Crimea, Russia, Ukraine

Europe’s post-war borders as they arose in 1945-46 must be inviolable. You can bewail as much as you want that such an approach, while on the one hand giving relative freedom to separatists, who insist on the independence of parts of states from the larger whole or even on the break-up of ethnically and historically complex states, on the other hand enables the peremptory blocking of perfectly justifiable attempts to unify closely-related populations, territories populated by the same ethnic group, or the transfer of territories from one jurisdiction to another. But there is no other means to preserve peace in Europe for the long-term future. Once a review of borders gets under way, the risk of a domino effect arises, with the consequent overwhelming victory of the instincts of the person-in-the-street over legal consciousness.

(The reunification of Germany is a special topic. Firstly, because what was at issue was the reunification of two historical parts of one and the same country. Secondly, because the decision to unify was in the hands of external forces and overseen by them. But even then, let’s recall, there were significant disagreements about the issue.)

This is why Northern Cyprus, Pridnestrovie, Kosovo, Abkhazia, Southern Ossetia (and also to some extent, Donetsk and Lugansk) are one thing, while Crimea is essentially a matter of a different kind. If there had not been formal annexation, the problem would not have arisen, nor the need for a solution. It is quite wrong to create such ambiguous situations, where furthermore it is impossible to maintain the consequent state of indeterminacy over a long period of time. The creation of “frozen conflicts” is an unpleasant and very unsatisfactory, but quite common world practice. Such developments can only be brought about without extremely serious consequences, in a “calm” manner, when disrespect for the rule of law and established legal traditions has reached such a pitch that they result in a radical lowering of legal standards. This is exactly what happened in the case of Crimea.
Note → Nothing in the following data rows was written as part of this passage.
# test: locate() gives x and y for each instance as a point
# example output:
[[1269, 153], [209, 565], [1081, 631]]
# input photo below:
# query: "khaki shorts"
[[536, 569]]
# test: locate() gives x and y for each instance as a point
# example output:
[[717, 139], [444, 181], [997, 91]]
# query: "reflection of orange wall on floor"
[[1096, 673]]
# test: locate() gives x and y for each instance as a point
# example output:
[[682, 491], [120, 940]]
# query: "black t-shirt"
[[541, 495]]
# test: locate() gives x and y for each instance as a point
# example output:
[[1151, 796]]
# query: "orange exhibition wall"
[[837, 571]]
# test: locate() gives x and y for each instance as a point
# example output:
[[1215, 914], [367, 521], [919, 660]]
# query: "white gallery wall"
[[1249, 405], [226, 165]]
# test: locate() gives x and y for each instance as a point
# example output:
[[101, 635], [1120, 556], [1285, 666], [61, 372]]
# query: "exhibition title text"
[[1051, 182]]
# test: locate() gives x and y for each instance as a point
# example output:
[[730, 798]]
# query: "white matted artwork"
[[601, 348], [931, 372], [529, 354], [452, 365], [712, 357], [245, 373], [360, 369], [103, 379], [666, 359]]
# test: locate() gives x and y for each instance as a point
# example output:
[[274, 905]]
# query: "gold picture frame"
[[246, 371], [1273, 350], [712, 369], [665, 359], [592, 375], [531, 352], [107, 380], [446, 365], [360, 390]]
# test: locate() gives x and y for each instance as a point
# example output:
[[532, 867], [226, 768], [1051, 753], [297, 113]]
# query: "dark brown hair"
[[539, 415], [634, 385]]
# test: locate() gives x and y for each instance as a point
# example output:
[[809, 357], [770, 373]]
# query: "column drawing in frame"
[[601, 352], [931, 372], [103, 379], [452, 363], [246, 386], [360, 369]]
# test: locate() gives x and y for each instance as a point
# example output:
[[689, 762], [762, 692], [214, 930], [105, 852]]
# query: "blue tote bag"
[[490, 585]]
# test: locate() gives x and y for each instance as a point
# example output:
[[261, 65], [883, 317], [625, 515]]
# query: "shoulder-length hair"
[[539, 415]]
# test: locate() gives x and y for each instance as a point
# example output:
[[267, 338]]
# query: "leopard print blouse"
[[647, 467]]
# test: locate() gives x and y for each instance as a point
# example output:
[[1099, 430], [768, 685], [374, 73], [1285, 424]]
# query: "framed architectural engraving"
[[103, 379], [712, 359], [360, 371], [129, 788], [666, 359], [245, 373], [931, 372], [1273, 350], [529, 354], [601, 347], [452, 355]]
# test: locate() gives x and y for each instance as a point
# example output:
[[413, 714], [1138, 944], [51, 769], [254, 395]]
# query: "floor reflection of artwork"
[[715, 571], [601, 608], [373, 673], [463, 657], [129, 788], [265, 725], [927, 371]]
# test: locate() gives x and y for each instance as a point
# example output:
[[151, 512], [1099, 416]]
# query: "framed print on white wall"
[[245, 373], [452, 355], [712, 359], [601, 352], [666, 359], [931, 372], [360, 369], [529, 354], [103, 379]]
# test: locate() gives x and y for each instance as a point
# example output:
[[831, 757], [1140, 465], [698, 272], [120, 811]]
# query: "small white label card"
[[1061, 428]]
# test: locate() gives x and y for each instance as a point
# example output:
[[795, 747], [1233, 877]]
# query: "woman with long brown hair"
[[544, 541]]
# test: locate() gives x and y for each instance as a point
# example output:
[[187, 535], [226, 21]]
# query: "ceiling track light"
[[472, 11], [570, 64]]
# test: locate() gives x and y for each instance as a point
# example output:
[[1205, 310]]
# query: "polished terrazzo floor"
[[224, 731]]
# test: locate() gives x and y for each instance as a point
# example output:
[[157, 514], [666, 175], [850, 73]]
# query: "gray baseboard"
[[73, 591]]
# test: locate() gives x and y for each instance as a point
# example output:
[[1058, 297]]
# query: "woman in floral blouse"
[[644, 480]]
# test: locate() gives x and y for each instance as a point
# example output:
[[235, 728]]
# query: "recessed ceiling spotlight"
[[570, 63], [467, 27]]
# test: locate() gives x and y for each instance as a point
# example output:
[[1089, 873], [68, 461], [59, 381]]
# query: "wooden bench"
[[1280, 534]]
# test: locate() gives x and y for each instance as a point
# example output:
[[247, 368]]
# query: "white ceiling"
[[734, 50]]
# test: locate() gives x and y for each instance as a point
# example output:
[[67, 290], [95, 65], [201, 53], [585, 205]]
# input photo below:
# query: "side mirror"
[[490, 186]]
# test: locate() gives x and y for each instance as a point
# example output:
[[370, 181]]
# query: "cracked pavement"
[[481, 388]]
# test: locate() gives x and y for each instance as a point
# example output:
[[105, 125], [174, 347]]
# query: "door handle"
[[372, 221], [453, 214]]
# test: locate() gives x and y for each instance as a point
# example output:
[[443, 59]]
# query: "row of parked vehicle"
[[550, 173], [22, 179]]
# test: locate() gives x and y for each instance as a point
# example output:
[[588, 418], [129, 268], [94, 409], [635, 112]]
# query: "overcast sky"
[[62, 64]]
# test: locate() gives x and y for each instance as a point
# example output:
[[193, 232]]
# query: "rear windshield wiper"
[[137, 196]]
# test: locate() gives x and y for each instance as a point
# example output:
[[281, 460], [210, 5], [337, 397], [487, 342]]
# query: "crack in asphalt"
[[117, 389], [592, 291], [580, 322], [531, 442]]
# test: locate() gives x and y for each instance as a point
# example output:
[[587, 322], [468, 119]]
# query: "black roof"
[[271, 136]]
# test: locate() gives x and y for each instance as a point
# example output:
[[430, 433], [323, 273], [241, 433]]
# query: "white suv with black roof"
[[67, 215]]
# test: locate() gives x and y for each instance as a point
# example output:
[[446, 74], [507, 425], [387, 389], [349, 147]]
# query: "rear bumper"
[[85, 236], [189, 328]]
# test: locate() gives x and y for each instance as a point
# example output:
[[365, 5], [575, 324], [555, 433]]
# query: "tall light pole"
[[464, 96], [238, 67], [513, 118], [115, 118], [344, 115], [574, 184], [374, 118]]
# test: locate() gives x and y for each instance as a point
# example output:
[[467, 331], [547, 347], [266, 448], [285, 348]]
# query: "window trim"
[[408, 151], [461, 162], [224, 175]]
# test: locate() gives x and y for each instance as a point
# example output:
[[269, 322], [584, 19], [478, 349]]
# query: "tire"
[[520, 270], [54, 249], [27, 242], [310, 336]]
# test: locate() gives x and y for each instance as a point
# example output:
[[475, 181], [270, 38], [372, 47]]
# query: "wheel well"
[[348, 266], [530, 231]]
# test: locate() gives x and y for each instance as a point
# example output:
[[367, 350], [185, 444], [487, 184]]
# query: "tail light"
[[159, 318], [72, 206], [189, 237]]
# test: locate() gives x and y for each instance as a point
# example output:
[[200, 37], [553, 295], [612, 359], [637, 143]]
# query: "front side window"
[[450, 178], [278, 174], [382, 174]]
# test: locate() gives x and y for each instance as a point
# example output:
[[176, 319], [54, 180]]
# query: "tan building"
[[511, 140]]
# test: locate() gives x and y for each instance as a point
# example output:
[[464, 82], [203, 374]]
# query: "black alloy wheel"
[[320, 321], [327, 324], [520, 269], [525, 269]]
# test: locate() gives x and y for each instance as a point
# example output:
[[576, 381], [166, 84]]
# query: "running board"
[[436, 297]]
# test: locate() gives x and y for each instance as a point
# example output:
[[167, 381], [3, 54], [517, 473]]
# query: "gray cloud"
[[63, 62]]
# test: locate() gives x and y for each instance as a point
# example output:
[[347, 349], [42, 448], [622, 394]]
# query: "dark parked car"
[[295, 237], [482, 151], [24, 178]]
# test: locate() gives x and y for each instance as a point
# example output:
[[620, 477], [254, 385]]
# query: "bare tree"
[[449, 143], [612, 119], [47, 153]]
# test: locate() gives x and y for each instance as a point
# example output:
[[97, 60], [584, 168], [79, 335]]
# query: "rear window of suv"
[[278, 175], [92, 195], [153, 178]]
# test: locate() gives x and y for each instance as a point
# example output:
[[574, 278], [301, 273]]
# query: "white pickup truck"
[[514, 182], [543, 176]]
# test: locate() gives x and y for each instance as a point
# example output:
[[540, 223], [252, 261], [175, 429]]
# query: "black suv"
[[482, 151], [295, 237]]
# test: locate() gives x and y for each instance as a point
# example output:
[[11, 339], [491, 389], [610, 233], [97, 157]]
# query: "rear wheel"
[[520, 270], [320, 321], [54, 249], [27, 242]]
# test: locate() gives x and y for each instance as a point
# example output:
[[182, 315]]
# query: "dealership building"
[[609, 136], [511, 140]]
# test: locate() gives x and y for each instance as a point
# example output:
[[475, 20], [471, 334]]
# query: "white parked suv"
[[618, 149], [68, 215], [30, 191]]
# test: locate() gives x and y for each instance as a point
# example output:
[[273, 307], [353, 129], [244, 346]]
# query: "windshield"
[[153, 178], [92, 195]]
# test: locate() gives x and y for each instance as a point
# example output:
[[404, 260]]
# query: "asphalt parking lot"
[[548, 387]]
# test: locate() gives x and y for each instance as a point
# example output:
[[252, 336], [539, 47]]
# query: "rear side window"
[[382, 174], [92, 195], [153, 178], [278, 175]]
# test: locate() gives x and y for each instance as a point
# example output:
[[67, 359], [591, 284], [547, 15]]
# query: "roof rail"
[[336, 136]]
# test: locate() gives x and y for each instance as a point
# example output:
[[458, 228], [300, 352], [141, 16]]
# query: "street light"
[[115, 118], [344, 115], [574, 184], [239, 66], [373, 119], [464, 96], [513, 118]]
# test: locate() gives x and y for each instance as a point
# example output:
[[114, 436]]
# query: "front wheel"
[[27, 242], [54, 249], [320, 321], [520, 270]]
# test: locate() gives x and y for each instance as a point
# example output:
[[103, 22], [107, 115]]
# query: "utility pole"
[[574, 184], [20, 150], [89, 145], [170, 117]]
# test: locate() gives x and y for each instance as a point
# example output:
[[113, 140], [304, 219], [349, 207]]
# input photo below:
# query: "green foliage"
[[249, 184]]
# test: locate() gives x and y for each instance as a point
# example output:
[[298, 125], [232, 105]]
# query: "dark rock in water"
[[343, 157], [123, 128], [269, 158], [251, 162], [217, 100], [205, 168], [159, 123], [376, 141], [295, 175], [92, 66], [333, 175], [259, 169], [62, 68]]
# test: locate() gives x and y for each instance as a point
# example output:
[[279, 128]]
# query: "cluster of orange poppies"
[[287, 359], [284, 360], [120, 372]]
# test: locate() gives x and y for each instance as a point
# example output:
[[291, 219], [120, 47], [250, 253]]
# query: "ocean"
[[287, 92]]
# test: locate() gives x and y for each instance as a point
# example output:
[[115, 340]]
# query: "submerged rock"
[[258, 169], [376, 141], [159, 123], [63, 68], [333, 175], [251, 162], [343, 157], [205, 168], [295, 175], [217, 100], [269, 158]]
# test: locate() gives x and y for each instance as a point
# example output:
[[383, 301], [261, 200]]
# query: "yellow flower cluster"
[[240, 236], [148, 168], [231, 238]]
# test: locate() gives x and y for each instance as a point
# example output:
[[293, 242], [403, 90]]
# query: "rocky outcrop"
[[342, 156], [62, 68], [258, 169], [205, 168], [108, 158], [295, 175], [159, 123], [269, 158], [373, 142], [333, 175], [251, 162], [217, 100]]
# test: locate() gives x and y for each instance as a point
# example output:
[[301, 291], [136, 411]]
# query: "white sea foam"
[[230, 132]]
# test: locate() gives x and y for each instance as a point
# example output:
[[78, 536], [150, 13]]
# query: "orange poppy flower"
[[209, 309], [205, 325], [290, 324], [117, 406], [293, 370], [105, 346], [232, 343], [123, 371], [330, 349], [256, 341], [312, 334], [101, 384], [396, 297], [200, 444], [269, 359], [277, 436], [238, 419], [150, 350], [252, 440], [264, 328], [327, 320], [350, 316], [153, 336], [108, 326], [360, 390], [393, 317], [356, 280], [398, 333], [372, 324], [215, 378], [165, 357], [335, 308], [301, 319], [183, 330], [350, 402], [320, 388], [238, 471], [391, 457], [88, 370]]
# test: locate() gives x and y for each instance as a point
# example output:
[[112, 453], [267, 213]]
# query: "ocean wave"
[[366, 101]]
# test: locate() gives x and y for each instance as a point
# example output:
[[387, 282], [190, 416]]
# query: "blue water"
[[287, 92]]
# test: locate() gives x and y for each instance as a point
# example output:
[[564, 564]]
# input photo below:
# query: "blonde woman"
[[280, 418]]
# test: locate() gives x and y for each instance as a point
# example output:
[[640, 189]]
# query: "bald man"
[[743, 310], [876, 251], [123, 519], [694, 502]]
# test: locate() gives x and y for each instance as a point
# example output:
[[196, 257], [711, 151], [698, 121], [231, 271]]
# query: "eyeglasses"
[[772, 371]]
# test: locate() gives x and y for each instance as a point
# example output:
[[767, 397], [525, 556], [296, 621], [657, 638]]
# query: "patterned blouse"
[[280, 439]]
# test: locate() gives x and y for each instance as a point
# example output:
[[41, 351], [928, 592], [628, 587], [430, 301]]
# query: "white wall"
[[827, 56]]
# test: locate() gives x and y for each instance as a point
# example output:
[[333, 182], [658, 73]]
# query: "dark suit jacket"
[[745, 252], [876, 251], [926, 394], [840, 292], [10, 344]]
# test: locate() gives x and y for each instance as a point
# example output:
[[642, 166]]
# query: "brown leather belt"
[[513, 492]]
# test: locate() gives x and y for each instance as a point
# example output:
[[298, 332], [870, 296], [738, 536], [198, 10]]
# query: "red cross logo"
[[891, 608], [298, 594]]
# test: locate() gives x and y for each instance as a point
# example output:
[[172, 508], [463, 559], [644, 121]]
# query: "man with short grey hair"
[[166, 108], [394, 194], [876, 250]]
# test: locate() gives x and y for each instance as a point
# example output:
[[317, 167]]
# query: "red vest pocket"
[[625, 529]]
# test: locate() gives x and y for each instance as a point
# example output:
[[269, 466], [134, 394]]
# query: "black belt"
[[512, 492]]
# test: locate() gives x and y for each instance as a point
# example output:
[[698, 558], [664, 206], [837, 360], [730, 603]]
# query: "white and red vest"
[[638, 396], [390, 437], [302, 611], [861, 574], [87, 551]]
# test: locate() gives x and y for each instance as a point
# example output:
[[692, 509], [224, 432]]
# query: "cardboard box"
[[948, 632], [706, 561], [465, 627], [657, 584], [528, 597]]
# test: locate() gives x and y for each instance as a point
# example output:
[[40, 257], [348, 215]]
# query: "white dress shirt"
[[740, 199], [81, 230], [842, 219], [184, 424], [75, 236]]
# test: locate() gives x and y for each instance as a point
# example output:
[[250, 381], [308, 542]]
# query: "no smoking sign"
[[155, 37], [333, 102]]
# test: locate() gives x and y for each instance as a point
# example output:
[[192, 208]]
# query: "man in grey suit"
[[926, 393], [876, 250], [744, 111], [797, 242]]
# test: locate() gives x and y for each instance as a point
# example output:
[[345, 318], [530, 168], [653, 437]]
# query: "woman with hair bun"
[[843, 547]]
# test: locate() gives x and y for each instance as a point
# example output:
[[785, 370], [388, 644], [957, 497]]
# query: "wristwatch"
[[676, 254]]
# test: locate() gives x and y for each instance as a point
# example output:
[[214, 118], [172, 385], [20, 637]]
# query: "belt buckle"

This is not a question of historical justice, of the protection of one group of people from another, of ethnic and cultural proximity, or of what people want. While all these matters are important, they must be resolved by means.

Law and international relations are incompatible with illogical thinking and with the emotions characteristic of household conflicts. It is precisely from confused logic and hysterical self-assertion that crises and wars begin. Wherever the “view of the ordinary person” gets the upper hand over rationality and transparency in decision-making, where the notion that “if they’re allowed to, why can’t we?” rules, then disaster is to be expected. It remains only to observe what is happening, as one might watch a powder keg inside which processes are taking place that are already beyond anyone’s control.

And this concerns in equal measure both the issue of Crimea and other, very different situations. It concerns the political mindset of the Russian Federation, and of other countries as well.

In general, it is a major mistake not to be able to see the far-reaching consequences of one’s own actions, no matter what the issue.

Mistakes can be of varying importance, but a real comparative assessment of potential outcomes is not always immediately possible, and the potential outcomes not immediately understood.

If the annexation of Crimea creates an enormous problem for the legitimate development of Russia, the failure to investigate the deaths of people creates an enormous legal problem, and a moral problem that exceeds all limits, both for Russian and for Ukrainian statehood, as well as for all major and minor Europe-wide institutions.